Крепость уже готова была сдаться, но и такого требования не следовало. Капитуляция все же была принята в самом конце августа, причем Сулейман потребовал только символические ключи от уже не существовавших ворот (турки их попросту взорвали), оставил небольшой отряд янычар у самой крепости, чтобы оставшиеся в живых защитники не ударили в спину, и ушел, но не к Вене, а в сторону Линца!
Вена осталась восточней.
Татарские легкие, но безжалостные отряды в это время наводили ужас на равнине снова на западе от Вены. Турки и их наемники попросту отрезали Вену от остальной Европы, но не делали ни единого движения, чтобы осадить город.
Карл ломал голову, пытаясь разгадать план противника, недолго. Вену султану до зимы не взять, доставить из Стамбула в Австрию настолько мощные осадные орудия, чтобы сокрушить крепостные стены города, он даже не пытался. Император оценил разумное поведение турка, по горным дорогам с множеством переправ это было бы просто невозможно.

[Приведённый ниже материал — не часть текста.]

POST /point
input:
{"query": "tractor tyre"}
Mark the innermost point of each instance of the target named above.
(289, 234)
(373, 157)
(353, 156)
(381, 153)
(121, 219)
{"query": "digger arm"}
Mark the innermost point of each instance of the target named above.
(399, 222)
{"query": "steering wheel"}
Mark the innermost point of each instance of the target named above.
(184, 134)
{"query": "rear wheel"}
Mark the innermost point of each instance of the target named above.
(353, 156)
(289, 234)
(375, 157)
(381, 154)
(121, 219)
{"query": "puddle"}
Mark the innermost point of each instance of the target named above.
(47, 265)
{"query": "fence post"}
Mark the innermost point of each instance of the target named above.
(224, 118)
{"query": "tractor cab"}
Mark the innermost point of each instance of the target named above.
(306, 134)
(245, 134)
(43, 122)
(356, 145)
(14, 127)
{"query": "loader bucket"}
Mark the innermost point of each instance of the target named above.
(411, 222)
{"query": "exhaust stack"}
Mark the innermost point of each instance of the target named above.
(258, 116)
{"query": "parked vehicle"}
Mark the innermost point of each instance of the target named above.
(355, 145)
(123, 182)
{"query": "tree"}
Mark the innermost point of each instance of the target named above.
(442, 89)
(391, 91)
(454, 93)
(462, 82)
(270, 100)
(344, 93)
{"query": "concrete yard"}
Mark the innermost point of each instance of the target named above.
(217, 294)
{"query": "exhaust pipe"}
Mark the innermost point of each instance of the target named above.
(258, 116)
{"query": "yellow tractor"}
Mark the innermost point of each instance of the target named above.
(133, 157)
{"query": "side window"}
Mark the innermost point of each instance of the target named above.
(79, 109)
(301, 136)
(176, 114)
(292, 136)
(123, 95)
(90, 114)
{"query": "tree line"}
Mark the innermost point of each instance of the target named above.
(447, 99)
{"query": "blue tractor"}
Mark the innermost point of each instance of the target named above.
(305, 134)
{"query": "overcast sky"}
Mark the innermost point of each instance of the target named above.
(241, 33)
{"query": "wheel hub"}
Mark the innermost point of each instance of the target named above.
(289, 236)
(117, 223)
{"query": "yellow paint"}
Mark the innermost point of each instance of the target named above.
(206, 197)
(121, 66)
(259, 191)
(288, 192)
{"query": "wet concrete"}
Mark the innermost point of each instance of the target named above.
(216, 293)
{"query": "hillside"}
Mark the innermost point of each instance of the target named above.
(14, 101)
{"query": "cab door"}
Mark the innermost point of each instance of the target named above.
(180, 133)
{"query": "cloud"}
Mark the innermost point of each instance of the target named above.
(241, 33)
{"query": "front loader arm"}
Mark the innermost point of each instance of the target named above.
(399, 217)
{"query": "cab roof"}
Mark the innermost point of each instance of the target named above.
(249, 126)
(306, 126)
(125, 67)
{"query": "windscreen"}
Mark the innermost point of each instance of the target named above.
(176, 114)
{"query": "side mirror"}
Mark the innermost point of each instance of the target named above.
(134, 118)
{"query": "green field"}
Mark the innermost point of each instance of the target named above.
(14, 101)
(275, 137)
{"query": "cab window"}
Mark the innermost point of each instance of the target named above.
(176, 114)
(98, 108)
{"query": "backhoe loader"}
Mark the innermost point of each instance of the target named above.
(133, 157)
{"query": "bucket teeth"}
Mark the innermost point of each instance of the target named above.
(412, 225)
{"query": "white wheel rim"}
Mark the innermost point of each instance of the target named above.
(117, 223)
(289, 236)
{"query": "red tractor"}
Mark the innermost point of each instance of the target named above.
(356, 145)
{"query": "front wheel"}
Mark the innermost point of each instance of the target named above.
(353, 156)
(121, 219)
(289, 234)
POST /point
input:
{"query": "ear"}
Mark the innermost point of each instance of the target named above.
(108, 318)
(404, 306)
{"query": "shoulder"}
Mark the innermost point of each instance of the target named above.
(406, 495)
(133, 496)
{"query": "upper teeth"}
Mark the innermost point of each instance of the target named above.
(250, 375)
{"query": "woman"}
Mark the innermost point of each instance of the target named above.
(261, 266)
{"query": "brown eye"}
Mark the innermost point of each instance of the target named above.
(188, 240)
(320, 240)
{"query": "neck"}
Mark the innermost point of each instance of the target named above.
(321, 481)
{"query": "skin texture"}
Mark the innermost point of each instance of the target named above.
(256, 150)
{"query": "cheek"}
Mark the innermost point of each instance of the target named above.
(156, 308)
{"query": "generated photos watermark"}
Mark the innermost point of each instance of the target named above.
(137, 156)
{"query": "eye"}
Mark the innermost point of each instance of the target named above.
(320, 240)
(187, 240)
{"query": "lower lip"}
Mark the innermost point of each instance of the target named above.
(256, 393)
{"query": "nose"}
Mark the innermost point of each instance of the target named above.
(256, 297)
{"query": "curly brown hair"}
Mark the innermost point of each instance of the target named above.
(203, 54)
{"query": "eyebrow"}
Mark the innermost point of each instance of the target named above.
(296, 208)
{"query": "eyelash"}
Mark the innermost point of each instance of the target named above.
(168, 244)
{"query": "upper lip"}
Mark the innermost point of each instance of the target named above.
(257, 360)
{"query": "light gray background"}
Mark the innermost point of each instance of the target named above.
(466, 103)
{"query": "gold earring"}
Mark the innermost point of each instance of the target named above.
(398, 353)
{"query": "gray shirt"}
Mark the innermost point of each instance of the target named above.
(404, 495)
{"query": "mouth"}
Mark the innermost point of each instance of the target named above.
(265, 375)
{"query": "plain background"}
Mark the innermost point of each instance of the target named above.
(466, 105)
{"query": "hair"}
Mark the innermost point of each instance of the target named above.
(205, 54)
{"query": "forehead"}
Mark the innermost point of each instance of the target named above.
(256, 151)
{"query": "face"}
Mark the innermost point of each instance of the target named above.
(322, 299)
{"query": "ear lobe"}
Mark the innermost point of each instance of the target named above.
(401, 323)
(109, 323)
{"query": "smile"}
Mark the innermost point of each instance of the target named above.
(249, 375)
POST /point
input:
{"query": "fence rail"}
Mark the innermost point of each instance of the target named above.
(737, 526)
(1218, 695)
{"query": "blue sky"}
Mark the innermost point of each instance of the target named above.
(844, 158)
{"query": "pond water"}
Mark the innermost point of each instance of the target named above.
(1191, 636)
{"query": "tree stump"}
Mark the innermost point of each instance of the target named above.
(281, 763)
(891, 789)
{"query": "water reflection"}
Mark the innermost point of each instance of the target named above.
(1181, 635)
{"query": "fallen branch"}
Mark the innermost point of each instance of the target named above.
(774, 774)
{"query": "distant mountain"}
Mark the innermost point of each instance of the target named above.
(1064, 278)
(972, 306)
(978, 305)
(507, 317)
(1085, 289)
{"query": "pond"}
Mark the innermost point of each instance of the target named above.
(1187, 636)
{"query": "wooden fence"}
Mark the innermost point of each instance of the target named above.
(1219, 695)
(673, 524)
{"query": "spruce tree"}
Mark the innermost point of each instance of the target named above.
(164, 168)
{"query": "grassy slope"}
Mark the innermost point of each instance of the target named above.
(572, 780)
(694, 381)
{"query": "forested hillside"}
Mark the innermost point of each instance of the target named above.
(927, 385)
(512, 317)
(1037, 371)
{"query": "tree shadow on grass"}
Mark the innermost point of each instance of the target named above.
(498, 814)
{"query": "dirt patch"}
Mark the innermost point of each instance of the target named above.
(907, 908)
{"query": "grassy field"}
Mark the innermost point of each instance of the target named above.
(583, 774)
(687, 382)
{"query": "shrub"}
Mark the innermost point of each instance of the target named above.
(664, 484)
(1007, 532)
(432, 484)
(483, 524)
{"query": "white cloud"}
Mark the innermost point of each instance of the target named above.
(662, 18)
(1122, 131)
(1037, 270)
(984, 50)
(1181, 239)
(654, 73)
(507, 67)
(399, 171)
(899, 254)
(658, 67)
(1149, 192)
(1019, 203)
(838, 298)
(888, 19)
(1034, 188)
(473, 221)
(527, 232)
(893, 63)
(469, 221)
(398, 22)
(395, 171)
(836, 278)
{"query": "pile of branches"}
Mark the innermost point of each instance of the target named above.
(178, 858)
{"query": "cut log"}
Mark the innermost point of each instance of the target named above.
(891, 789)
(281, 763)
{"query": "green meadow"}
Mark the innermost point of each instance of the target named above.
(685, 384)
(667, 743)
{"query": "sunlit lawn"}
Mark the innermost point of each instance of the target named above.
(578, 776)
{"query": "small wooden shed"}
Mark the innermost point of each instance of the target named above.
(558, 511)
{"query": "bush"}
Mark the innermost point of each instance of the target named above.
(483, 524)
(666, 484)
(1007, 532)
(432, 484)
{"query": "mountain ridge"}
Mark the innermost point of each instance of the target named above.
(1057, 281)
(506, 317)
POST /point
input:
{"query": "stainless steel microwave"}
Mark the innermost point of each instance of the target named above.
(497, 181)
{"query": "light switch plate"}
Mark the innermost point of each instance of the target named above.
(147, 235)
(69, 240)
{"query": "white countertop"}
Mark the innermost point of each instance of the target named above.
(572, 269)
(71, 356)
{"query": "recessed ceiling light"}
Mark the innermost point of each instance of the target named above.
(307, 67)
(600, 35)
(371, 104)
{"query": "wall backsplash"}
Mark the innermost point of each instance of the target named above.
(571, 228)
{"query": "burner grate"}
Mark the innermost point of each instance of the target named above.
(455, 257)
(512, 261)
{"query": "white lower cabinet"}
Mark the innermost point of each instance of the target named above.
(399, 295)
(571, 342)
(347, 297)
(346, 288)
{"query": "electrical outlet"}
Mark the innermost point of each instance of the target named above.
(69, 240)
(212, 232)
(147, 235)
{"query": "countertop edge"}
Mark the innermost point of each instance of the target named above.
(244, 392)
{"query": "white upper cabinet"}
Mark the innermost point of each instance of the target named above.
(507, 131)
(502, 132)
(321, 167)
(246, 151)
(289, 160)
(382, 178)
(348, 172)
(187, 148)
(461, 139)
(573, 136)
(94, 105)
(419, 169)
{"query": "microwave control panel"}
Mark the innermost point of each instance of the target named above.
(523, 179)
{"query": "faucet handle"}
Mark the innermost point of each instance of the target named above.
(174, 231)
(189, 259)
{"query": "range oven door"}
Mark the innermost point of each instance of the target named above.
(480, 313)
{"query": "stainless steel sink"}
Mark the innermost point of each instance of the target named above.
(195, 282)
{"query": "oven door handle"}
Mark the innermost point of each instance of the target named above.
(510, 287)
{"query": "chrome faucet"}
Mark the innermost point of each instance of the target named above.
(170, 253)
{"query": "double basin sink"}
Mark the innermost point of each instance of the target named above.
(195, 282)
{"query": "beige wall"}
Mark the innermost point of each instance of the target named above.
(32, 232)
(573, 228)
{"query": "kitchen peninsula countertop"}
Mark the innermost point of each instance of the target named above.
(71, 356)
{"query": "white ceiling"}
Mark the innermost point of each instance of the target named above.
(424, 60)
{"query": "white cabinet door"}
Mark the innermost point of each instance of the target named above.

Ни одной серьезной осады вообще (не считать же таковой стояние под Гюнсом?), султан явно не собирался вести осадную войну. Это не вызывало сомнений, но почему турки так странно движутся и ведут себя на остальной территории?
Снова и снова Карл окидывал взглядом самую большую карту, какую смогли принести, и вдруг понял задумку Сулеймана.